Sighing, the mare gave her head a shake. “Can’t sell you a ticket deary, not without an adult relative present. Forms also need to be signed that there will be somepony waiting for you at your destination, as well.”

Grumbling at her luck, Shyara took off her vest and slapped the writ of summons down on the counter.

“Look, lady, I really don’t have time for this. My Aunt Celestia,” Shyara heavily stressed the word ‘aunt’, “wants me in Canterlot, like, yesterday. The pony assigned to protect me has disappeared, and is probably eaten by a grundark or gribblehoff or something. If I’m not on that train, not only will my aunt be worried sick and likely come looking for the pony, or ponies, that delayed me, but whatever is following me will get here first, and you really don’t want that.”

As she spoke, Shyara leaned up on the counter, fluttering her small wings for added emphasis.

“Y-you’re a—”

“I know what I am, and that is late!” Shyara snapped, cutting off the mare’s blubbering before it could get really started. “So, ticket. Now. Pleeeeease!”

“But, thi—”

“I really don’t have time to argue,” Shyara stamped a hoof, spread her wings in what would have been a threatening display if they weren’t so small, and glowered.

“Y-yes, deary...” the mare gulped, rolling off a ticket, stamping it, and passing it through the slit while taking the bits Shyara tossed down. “Wait, you overpaid!” she added as Shyara darted towards the train, tickets in her mouth.

“I duh ahre!” Shyara responded around the ticket, making it to the coach door as the engine blew its whistle and began to chug out of the station.
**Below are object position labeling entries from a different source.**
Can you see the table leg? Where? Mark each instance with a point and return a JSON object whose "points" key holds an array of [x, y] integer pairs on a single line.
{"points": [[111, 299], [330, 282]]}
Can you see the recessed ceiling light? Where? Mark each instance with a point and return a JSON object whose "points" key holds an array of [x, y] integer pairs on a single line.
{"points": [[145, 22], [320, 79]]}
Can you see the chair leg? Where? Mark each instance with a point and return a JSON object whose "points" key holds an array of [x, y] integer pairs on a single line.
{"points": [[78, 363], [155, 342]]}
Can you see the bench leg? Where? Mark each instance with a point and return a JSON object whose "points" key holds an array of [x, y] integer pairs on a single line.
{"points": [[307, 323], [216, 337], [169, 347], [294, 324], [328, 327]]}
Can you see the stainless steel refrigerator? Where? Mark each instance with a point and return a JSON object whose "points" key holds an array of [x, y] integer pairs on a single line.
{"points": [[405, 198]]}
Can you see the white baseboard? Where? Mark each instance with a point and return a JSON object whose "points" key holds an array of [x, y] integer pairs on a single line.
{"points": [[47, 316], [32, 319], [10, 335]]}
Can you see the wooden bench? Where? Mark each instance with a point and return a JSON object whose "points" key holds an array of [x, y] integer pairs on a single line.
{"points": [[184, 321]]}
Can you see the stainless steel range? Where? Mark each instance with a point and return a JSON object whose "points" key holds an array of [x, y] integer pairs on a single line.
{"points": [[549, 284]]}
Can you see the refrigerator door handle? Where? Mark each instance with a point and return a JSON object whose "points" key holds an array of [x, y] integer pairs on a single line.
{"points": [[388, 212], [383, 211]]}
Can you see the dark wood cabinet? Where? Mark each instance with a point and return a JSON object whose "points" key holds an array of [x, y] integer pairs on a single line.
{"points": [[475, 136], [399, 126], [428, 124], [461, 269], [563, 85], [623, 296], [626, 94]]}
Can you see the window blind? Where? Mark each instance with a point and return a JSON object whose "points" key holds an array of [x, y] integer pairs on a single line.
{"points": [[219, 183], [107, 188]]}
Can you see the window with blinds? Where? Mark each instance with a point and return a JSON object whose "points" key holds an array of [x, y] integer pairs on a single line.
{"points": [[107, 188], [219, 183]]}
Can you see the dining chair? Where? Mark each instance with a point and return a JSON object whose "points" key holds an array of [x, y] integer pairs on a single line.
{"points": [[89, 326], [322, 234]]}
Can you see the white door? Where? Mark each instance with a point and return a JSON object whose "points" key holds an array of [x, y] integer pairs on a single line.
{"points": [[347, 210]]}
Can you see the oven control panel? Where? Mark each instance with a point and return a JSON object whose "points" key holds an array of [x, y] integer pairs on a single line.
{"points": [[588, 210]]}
At the last possible moment, Shyara jumped and tumbled aboard the train.

Laying on her back, the train’s conductor staring down at her, Shyara hoped that going to Canterlot was the right decision.

* * *

A brisk knock permeated a familiar cottage situated within the Trotalonian mountains.

On one side of the door, hoof still raised in case he needed to repeat the knock, stood Hades. Only another alicorn would have been able to recognise him. To the casual observer he was nothing more than a simple off-white unicorn with a slate-grey mane and tail. His cutie mark of a tombstone was a little disturbing to some, more so for the number of funerals the small village had been forced to host over the past few days.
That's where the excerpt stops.